Input and output integration overview

The KNX plugin listens for messages from the KNX home-automation bus via a KNX-IP interface, allowing for real-time data integration from KNX-enabled devices.

The OpenTSDB plugin facilitates the integration of Telegraf with OpenTSDB, allowing users to push time-series metrics to an OpenTSDB backend seamlessly.

Integration details

KNX

The KNX plugin allows for the listening to messages transmitted over the KNX home-automation bus. It establishes a connection with the KNX bus through a KNX-IP interface, making it compatible with various message datapoint types that KNX employs. The plugin supports service input configuration, wherein it remains active to listen for relevant metrics or events rather than relying solely on scheduled intervals. This inherent characteristic enables real-time data capture from the KNX systems, enhancing automation and integration possibilities for building management and smart home applications. Additionally, this plugin is designed to handle multiple measurements from the KNX data, allowing for a flexible categorization of metrics based on the derived datapoint types, thus broadening the scope of data integration in smart environments.

OpenTSDB

The OpenTSDB plugin is designed to send metrics to an OpenTSDB instance using either the telnet or HTTP mode.
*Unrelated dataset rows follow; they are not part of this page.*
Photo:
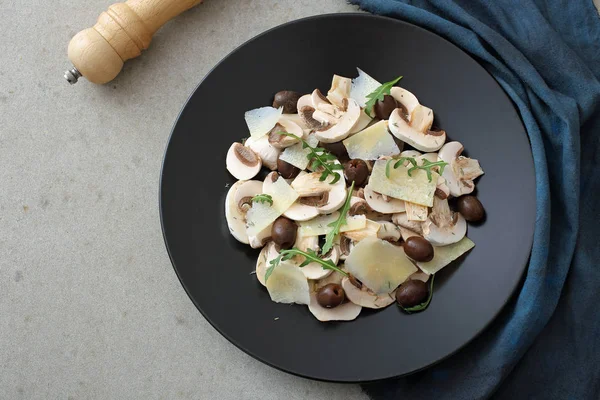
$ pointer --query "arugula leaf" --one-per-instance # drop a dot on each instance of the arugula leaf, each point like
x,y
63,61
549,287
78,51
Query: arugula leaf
x,y
320,157
425,304
309,257
337,224
263,198
426,166
378,94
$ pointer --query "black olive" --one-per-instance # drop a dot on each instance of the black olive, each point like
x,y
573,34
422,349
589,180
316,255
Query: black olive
x,y
418,249
412,293
383,109
284,232
288,100
471,208
331,295
356,170
287,170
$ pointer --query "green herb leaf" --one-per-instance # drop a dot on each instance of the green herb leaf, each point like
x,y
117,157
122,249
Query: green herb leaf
x,y
320,157
337,224
425,304
263,198
309,257
378,94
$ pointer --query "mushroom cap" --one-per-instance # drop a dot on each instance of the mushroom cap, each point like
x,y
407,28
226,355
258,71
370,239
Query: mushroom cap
x,y
422,141
377,202
344,312
366,298
461,171
265,150
234,216
342,129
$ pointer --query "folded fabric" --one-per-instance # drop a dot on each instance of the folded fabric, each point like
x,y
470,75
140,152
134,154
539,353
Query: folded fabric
x,y
546,342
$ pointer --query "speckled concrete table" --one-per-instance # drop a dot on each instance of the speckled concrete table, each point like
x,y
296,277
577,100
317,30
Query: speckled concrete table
x,y
90,307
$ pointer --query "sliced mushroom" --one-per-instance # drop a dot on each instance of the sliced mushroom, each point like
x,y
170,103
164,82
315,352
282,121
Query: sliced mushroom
x,y
365,297
242,162
387,205
306,114
342,129
401,219
421,140
315,270
235,216
460,171
344,312
371,229
266,255
406,233
388,231
340,90
280,141
444,227
265,150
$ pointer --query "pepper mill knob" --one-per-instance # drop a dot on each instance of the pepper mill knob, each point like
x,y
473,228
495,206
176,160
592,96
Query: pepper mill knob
x,y
121,33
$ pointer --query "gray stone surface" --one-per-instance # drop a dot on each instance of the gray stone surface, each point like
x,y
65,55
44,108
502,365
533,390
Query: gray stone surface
x,y
90,307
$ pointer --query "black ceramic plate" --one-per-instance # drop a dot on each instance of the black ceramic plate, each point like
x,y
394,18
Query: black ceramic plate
x,y
215,270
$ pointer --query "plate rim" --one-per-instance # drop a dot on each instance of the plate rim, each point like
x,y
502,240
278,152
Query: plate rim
x,y
257,357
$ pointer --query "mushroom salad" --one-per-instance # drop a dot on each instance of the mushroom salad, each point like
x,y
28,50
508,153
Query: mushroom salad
x,y
355,211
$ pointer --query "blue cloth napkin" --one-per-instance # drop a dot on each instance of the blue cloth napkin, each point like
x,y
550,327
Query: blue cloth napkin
x,y
546,342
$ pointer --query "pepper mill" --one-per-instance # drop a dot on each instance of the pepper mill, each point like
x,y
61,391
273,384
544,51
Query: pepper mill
x,y
121,33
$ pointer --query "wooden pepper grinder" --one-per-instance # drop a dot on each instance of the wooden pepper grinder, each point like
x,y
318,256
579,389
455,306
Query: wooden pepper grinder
x,y
121,33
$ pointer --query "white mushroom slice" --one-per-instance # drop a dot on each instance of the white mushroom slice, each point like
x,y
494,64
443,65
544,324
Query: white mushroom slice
x,y
362,123
267,254
460,171
421,118
318,98
265,150
287,284
297,155
444,227
404,97
370,230
344,312
443,256
401,219
415,188
362,86
260,121
257,241
406,233
419,276
388,231
315,270
242,162
236,220
320,225
424,141
365,297
379,265
295,118
282,141
262,215
416,212
340,89
341,130
301,212
372,143
377,203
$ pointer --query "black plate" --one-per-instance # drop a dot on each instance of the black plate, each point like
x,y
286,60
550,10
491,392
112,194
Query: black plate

With the introduction of OpenTSDB 2.0, the recommended method for sending metrics is via the HTTP API, which allows for batch processing of metrics by configuring the ‘http_batch_size’. The plugin supports several configuration options including metrics prefixing, server host and port specification, URI path customization for reverse proxies, and debug options for diagnosing communication issues with OpenTSDB. This plugin is particularly useful in scenarios where time series data is generated and needs to be efficiently stored in a scalable time series database like OpenTSDB, making it suitable for a wide range of monitoring and analytics applications.

Configuration

KNX

[[inputs.knx_listener]]
  ## Type of KNX-IP interface.
  ## Can be either "tunnel_udp", "tunnel_tcp", "tunnel" (alias for tunnel_udp) or "router".
  # service_type = "tunnel"

  ## Address of the KNX-IP interface.
  service_address = "localhost:3671"

  ## Measurement definition(s)
  # [[inputs.knx_listener.measurement]]
  #   ## Name of the measurement
  #   name = "temperature"
  #   ## Datapoint-Type (DPT) of the KNX messages
  #   dpt = "9.001"
  #   ## Use the string representation instead of the numerical value for the
  #   ## datapoint-type and the addresses below
  #   # as_string = false
  #   ## List of Group-Addresses (GAs) assigned to the measurement
  #   addresses = ["5/5/1"]

  # [[inputs.knx_listener.measurement]]
  #   name = "illumination"
  #   dpt = "9.004"
  #   addresses = ["5/5/3"]

OpenTSDB

[[outputs.opentsdb]]
  ## prefix for metrics keys
  prefix = "my.specific.prefix."

  ## DNS name of the OpenTSDB server
  ## Using "opentsdb.example.com" or "tcp://opentsdb.example.com" will use the
  ## telnet API. "http://opentsdb.example.com" will use the Http API.
  host = "opentsdb.example.com"

  ## Port of the OpenTSDB server
  port = 4242

  ## Number of data points to send to OpenTSDB in Http requests.
  ## Not used with telnet API.
  http_batch_size = 50

  ## URI Path for Http requests to OpenTSDB.
  ## Used in cases where OpenTSDB is located behind a reverse proxy.
  http_path = "/api/put"

  ## Debug true - Prints OpenTSDB communication
  debug = false

  ## Separator separates measurement name from field
  separator = "_"

Input and output integration examples

KNX

1. Smart Home Energy Monitoring: Utilize the KNX plugin to monitor energy consumption across various devices in a smart home setup. By configuring measurements for different appliances, users can gather real-time data on power usage, enabling them to optimize energy consumption and reduce costs. This setup can also integrate with visualization tools to provide insights into energy trends and usage patterns.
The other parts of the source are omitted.